Macro concerns take shine off urea

Author: Deepika Thapliyal


LONDON (ICIS)--Urea prices remain under pressure, dragged by by a weak outlook - which has hurt demand - in the wake of the coronavirus pandemic and its social and economic impact on the global economy.

  • Urea prices expected to decline further
  • Short covering in Europe, Turkey
  • Indian import tender awaited

In the Black Sea, prilled urea is now being offered at $210/tonne FOB (free on board) - the lowest level in the world.

In the paper market, levels for June are $30/tonne below current prices, prompting greater caution among buyers.

“The market is heavy. Foreign exchange rates are worse. The (Turkish) lira and (Brazilian) real are in bad shape. Not a nice thing for demand,” said a trader.

Buying behaviour is also changing. Those who had planned to purchase on a quarterly basis are now buying monthly - adopting a hand-to-mouth approach - and despite current logistics issues, no buyer is in a hurry to book tonnes as production costs are declining.

Urea producers continue to operate their plants at optimal rates and there is no talk of a cut in output.

May and June are traditionally the weakest months of the year for urea demand.

Demand for industrial grade urea, which accounts for around 15% of the market, has already seen a big decline, and there are concerns that the corn industry - a key consumer of urea - could be hit by a lack of demand for ethanol.

In the US, around 40% of corn production is sold to the ethanol industry.

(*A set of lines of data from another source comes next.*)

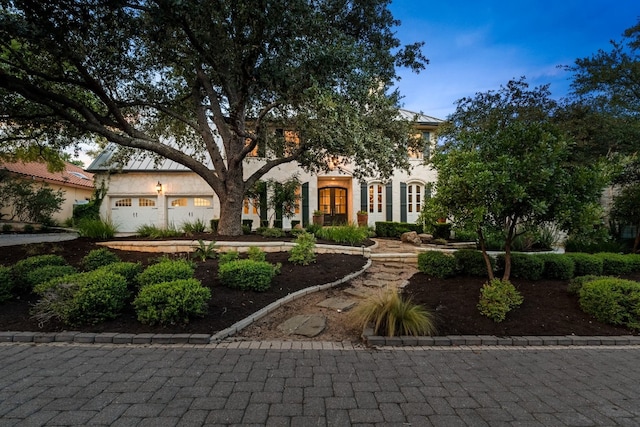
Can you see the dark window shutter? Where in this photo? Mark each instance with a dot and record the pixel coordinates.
(403, 202)
(389, 202)
(305, 204)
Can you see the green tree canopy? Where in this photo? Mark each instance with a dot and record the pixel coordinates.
(503, 164)
(201, 81)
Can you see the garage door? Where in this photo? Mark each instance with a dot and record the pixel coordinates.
(189, 209)
(129, 213)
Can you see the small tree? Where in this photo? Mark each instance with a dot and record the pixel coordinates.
(505, 165)
(29, 202)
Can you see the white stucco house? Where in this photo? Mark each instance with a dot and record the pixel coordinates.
(165, 194)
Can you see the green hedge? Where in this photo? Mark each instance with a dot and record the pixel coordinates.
(523, 266)
(395, 229)
(437, 264)
(613, 301)
(471, 262)
(82, 298)
(557, 266)
(585, 264)
(246, 274)
(166, 271)
(172, 302)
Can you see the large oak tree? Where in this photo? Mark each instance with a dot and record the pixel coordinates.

Liquidity in the market is expected to be ample as countries emphasise food supply amid the global pandemic. In the meantime, prices are expected to continue to fall.

Earlier this week, Egypt sold over 90,000 tonnes as traders covered short positions in Europe and Turkey.

India’s next import tender, which will be for over a million tonnes, is likely to take place at the end of April or early May.

There are some who believe that global trade flows will resume as soon as there is more clarity in the market, and expect this when coronavirus-related lockdowns end. Until then, the market is likely to remain under pressure.